Since its opening in 1982, national park rangers have collected all items left at the Wall, which are catalogued and stored in a national archive. During a visit to the archive in 2015, with the help of archive staff, I found that only six items had been left by members of the refugee community, out of thousands. There has been both an explicit (the names of your dead are not here) and implicit (this space is not for you, don't leave your items here) exclusion of refugee voices from this national memorial.

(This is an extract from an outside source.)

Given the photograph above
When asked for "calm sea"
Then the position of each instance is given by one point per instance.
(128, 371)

The coordinated, mass dedication of items from the refugee community at the Wall on April 30, 2020 would act as a physical and symbolic disruption of the US nation state's memory project that justifies US militarism and imperialism in Southeast Asia and other parts of the world through the "forgetting" of its victims, both in the past and present. This intervention centers refugee experiences in ways that refugee community members will determine for themselves, as a collectively curated archive of objects and memories, rather than one designed by state institutions or policy-makers. The open nature of the collective archive insists that the refugee community is not a monolith; that there are complex disjunctures, contradictions, and intersections in our identities and in the ways that we remember the conflict and its continuing legacies felt in our everyday lives today. This project carves out space for a public, nationally recognized memorial formed from the collective engagement of diverse voices in the refugee community rather than one determined by the policies of any single institution.
-Kim Tran
Thank you VietUnity members for allowing me to collaborate with ya’ll on this project.